民主党大会、共和党のケーシック氏も応援演説 

米民主党大会で話すケーシック前オハイオ州知事のビデオ画像=17日(民主党全国大会提供、AP)
米民主党大会で話すケーシック前オハイオ州知事のビデオ画像=17日(民主党全国大会提供、AP)

 【ワシントン=黒瀬悦成】17日開幕した民主党全国大会では、2016年の前回大統領選でトランプ現大統領と共和党候補指名を争ったケーシック前オハイオ州知事ら共和党員4人がバイデン前副大統領の応援演説を行った。民主党としては、穏健保守派のケーシック氏を登場させることで、共和党の「隠れバイデン支持者」の掘り起こしを図る考えとみられる。

 ケーシック氏はビデオ演説で「私は長年の共和党員だが、祖国に対する責任を最優先する」と述べ、トランプ政権の下で米国が非常事態に陥っているとの認識を示し、「バイデン氏は、その経験と知恵と良識で私たちを結集させ、より良き道を見つけるのを助けてくれるだろう」と訴えた。

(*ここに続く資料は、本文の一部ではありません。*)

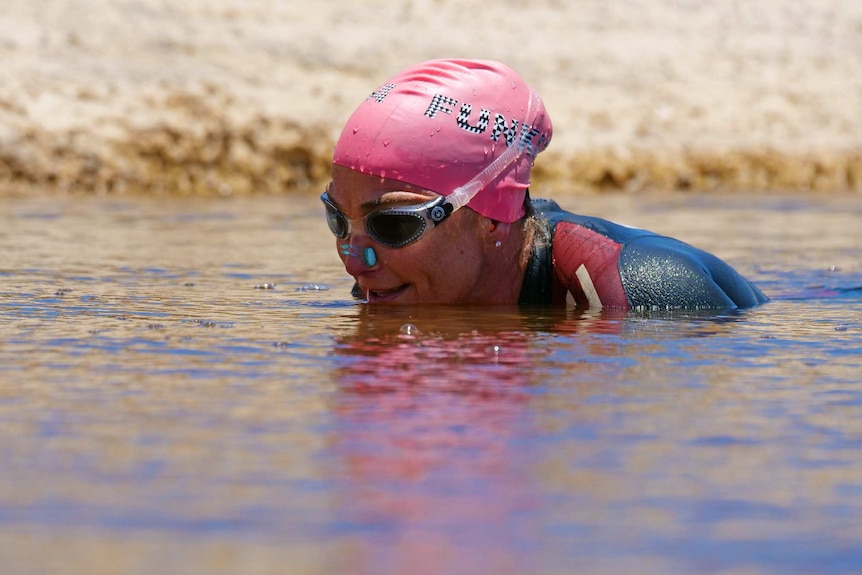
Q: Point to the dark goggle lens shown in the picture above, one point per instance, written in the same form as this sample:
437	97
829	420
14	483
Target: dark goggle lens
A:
395	230
335	220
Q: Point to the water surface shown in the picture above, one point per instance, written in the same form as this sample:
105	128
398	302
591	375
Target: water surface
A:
187	387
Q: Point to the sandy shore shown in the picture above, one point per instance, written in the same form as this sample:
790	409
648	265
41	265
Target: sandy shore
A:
239	96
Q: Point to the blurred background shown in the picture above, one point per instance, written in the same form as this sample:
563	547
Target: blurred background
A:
230	97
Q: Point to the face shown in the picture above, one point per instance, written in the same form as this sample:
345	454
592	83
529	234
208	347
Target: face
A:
446	265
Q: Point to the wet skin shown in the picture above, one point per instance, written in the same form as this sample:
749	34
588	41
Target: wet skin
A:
457	262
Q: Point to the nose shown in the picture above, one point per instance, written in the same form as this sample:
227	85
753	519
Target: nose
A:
358	257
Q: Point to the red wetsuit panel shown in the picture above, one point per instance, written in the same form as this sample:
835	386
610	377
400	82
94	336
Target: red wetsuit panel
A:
586	264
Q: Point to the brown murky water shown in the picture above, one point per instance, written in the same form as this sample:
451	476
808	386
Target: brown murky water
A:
186	387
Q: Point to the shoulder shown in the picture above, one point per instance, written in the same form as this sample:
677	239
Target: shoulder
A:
658	271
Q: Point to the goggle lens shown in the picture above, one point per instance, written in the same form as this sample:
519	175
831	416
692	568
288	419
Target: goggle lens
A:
395	230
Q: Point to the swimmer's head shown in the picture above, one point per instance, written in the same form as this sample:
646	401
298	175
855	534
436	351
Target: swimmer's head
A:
439	124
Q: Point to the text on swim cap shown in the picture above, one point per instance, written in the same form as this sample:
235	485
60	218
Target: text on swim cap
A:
441	103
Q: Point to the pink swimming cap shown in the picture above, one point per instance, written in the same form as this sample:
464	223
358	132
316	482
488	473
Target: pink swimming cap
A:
438	124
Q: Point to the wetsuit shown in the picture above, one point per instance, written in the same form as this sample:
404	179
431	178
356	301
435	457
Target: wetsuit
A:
590	262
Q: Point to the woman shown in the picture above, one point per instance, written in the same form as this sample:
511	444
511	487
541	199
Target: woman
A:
451	133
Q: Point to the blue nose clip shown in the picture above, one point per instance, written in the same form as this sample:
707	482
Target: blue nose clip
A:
368	255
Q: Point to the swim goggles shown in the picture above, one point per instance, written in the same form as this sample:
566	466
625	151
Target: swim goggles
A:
398	227
391	227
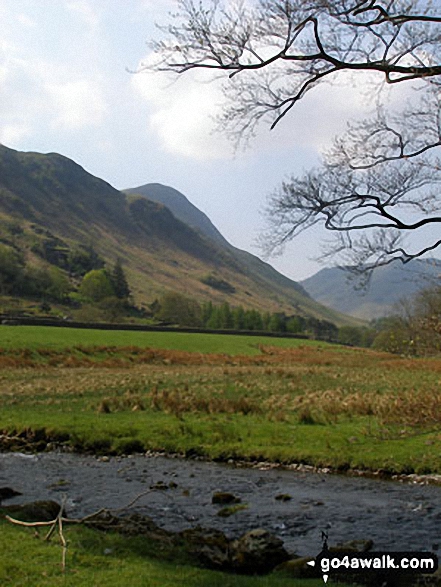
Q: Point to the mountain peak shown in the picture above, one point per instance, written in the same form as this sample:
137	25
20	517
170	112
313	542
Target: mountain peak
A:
181	207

 ケーシック氏は前回の大統領選で、トランプ氏を共和党に正式指名した同党全国大会が地元のオハイオ州で開かれたにもかかわらず出席せず、トランプ氏と民主党のクリントン候補のいずれにも投票しなかった。今回も「トランプ氏に投票しない」と明言している。

 ただ、ケーシック氏はこれまでも共和党の方針にとらわれず、銃規制の一部強化や同州での低所得者向け公的医療制度(メディケイド)拡大に取り組んできた党の「異端派」で、同氏に共鳴する共和党支持の有権者の輪が広がる公算は大きくないとみられる。

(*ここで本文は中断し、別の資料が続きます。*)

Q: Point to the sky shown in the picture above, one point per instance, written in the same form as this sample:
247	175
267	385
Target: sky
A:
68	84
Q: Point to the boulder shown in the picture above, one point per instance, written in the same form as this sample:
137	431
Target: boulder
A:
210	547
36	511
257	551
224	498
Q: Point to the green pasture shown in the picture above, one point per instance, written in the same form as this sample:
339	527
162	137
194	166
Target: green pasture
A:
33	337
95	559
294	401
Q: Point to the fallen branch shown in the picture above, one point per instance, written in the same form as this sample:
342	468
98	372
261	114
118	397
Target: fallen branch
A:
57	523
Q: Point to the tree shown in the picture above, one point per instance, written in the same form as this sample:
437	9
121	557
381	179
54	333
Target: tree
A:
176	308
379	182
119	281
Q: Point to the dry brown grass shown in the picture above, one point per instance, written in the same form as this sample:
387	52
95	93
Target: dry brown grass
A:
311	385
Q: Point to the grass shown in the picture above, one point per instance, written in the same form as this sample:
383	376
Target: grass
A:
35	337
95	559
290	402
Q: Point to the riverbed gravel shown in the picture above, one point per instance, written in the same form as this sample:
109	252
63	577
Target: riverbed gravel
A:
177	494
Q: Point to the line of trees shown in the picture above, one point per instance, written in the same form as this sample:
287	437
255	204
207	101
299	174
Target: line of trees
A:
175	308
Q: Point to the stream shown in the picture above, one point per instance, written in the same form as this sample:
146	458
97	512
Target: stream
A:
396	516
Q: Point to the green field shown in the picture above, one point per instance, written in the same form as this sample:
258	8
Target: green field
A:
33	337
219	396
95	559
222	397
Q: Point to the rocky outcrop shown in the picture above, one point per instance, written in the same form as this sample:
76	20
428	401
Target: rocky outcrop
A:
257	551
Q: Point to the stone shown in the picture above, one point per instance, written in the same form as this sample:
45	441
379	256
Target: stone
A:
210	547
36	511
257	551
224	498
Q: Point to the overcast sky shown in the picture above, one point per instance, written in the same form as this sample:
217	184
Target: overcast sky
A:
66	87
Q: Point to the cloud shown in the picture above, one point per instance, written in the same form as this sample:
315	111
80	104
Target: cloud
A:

 共和党では、前回大統領選の共和党候補指名争いでブッシュ元フロリダ州知事を支持したせいでトランプ政権入りできなかった勢力が「打倒トランプ氏」で結集。また、ケーシック氏の州知事時代の側近だった人物らが結成した共和党系の政治団体「リンカーン・プロジェクト」がトランプ氏を批判する多数のテレビ広告を流し、バイデン陣営の事実上の「別動隊」として活動している。